Saalbau Waldorfschule Nürtingen

Mit einer Sonnenblume werden die Kinder an ihrem ersten Schultag von ihrem Klassenlehrer oder ihrer Klassenlehrerein in Empfang genommen. Sie begleiten und führen die Kinder durch die nächsten achte Schuljahre, begrüßen sie jeden Morgen zum Hauptunterricht und geben darüber hinaus auch den ein oder anderen Fachunterricht. In der Unterstufe, die die Klassen eins bis vier umfasst, steht ein stark bildhaft geprägter Unterricht im Mittelpunkt.

Nicht trockene und abstrakte Begriff, die die Kinder intellektuell ermüden, sondern lebensvolle Bilder, die die Phantasiekräfte der Kinder stärken, erhalten ihre gesunde Aufnahmefähigkeit. Die Erzählstoffe, aus denen sich diese Bilder entwickeln, sind in der ersten Klasse vor allem Märchen, in der zweiten Klasse Legende und Fabeln, in der dritten Klasse Texte aus dem Alten Testament und in der vierten Klasse die nordischen Götter- und Heldensagen.

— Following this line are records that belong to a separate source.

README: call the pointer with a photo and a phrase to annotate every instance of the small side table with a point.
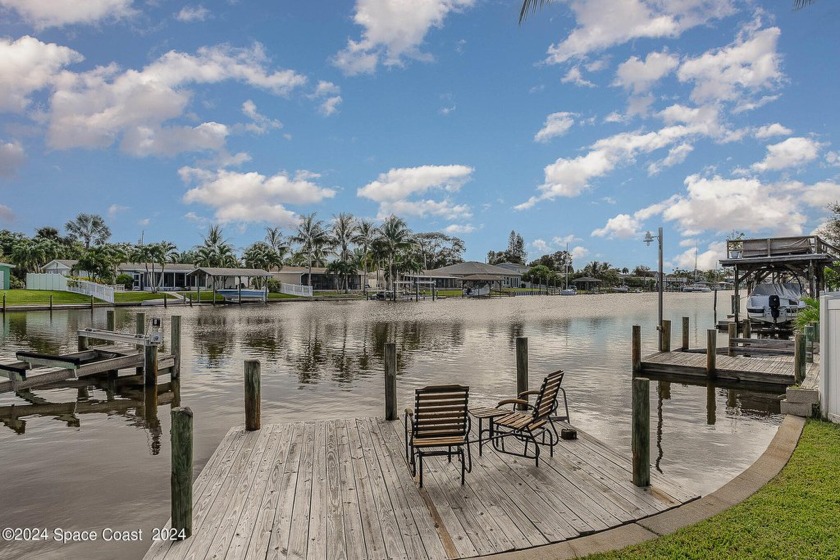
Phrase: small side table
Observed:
(489, 413)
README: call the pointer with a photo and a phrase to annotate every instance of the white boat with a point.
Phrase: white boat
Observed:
(233, 295)
(775, 303)
(697, 287)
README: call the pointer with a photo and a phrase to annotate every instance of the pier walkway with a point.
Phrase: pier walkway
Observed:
(341, 489)
(777, 370)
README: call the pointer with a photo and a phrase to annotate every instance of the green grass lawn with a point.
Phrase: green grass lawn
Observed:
(796, 515)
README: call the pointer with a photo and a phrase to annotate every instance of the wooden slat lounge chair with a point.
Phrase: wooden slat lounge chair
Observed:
(535, 424)
(438, 425)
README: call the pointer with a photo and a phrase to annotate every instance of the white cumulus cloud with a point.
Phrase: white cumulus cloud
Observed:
(28, 65)
(393, 30)
(56, 13)
(252, 197)
(788, 153)
(12, 156)
(556, 124)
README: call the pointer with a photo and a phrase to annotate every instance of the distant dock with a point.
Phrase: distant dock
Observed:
(342, 489)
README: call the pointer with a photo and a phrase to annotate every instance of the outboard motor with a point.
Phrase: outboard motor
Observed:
(774, 304)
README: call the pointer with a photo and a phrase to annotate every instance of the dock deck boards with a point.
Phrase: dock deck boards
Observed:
(752, 369)
(342, 489)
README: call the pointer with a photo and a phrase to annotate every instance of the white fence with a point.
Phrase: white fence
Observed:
(295, 290)
(830, 356)
(61, 283)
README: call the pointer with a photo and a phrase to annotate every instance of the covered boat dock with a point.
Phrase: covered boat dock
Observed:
(800, 259)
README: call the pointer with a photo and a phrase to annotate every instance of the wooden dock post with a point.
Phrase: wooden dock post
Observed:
(733, 334)
(521, 367)
(711, 405)
(641, 431)
(799, 359)
(636, 349)
(140, 328)
(809, 344)
(252, 395)
(175, 344)
(390, 381)
(711, 352)
(150, 368)
(182, 466)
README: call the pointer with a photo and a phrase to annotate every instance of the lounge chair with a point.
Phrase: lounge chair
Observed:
(534, 425)
(438, 425)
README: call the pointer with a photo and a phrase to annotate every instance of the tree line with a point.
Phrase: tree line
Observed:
(344, 245)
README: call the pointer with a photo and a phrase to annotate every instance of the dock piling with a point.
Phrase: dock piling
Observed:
(150, 365)
(641, 431)
(252, 395)
(733, 334)
(521, 367)
(666, 335)
(636, 349)
(390, 381)
(711, 352)
(182, 466)
(175, 343)
(799, 359)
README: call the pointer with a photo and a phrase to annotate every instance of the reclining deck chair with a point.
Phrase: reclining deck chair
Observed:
(534, 422)
(439, 424)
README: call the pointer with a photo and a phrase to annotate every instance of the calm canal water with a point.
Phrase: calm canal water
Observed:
(85, 467)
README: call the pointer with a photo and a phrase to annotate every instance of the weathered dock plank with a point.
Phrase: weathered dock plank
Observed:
(776, 370)
(342, 489)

Im Laufe der ersten Klasse werden alle Buchstaben eingeführt; erst werden sie geschrieben, dann wird das Selbstgeschriebene gelesen. In der zweiten Klasse wird das Lesen zielbewusster geübt und es wird ein Lesebuch eingeführt. So kommen die Kinder langsam und behutsam aus ihrer gegenständlichen Welt in eine Welt abstrakter Zeichen, der Übergang wird ihnen durch die Phantasiebilder leichtgemacht.

Neben dem Schreiben werden die Grundrechenarten eingeführt. Dabei werden die Zahlen als Teile einer Einheit betrachtet: Es wird ein Bort, eine Wegstrecke oder ein Königreich geteilt. Beim Teilen können die Kinder durch die vielen Variationsmöglichkeiten schöpferischer denken als beim festgelegten Addieren. Das Einüben von Zahlenreihen geschieht durch Bewegung (Schritte, Stampfen, Händeklatschen) und Rhythmus spielerisch und einprägsam zugleich. In der zweiten Klasse können die Kinder das ganze Einmaleins aus der Bewegung heraus vorsprechen.

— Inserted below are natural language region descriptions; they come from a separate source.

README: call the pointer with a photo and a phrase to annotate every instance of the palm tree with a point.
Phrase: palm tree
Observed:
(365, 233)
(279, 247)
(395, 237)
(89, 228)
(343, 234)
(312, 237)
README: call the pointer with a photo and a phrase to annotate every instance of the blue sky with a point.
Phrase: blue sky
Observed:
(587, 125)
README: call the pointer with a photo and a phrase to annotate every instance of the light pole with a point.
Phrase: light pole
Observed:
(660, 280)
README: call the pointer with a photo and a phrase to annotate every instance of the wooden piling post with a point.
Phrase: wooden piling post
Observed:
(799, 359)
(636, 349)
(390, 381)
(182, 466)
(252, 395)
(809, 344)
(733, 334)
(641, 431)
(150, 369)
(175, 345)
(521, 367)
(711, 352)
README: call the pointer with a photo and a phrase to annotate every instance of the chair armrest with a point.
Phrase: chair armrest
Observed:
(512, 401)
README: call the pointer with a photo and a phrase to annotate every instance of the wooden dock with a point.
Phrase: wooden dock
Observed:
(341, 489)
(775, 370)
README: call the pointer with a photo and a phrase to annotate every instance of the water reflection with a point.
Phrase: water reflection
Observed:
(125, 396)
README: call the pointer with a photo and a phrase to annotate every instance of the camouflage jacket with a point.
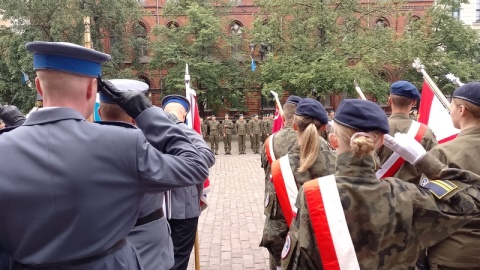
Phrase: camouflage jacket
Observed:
(241, 127)
(275, 228)
(389, 220)
(400, 122)
(460, 249)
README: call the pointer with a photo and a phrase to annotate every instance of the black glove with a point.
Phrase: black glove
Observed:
(132, 102)
(11, 115)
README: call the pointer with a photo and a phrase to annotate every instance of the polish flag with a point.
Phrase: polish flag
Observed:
(433, 114)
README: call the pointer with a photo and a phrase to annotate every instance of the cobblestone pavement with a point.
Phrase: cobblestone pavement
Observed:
(230, 228)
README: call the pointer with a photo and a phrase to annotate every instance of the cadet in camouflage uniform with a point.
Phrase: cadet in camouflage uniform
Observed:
(389, 221)
(310, 158)
(241, 129)
(256, 131)
(404, 95)
(227, 134)
(461, 250)
(283, 140)
(215, 129)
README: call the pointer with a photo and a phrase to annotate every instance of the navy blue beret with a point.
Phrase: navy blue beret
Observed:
(469, 92)
(176, 99)
(293, 99)
(312, 108)
(124, 85)
(67, 57)
(362, 115)
(404, 89)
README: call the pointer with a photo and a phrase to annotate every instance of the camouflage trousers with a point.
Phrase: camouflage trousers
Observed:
(227, 142)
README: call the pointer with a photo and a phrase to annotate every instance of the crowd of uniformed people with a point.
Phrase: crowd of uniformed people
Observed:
(351, 189)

Um das 9. Lebensjahr herum, also in der dritten oder vierten Klasse, tritt das Kind in ein neues Entwicklungsstadium ein. Neue Unterrichtsfächer wie Sachkunde, Heimatkunde und Tierkunde kommen der nun erwachten Fähigkeit der Beobachtung und der starken Lernbegierde entgegen und verbinden die Kinder jetzt verstärkt mit der Außenwelt. In der Heimatkunde werden die unmittelbare Umgebung, ihre Bebauung und ihre Geschichte besprochen. Die Kinder machen mit ihrem Klassenlehrer Ausflüge in die Innenstadt Nürtingens und erkunden zu Fuß den Turm der Stadtkirche oder das Stadtmuseum. Geschichten und Beobachtungen werden von den Kindern in Zeichnungen und Bildern festgehalten.

Der Hausbauepoche in der dritten Klasse geht eine Einführung in die Welt der Maßeinheiten voraus. Die Kinder erfahren, wie Längenmaße in alten Zeiten am Menschen selbst mit Elle und Fuß abgelesen wurden. Dann beginnen sie, in unseren heutigen abstrakten Maßen zu rechnen. Klassenzimmer, Kinderzimmer, Gärten und Schulwege werden ausgemessen, Längen, Flächen und Rauminhalte berechnet. Dieses Wissen wird in der Praxis erprobt, wenn die Klasse ein „richtiges“ Haus baut: Das kann beispielsweise ein gemauerter Stall für unsere Tiere oder ein Unterstellplatz für die Fahrräder des Kindergartens sein – jeder Klasse fallen neue Bauwerke ein, die mit Begeisterung und viel Einsatz errichtet werden und die die Kinder später immer an ihre Unterstufenzeit erinnern.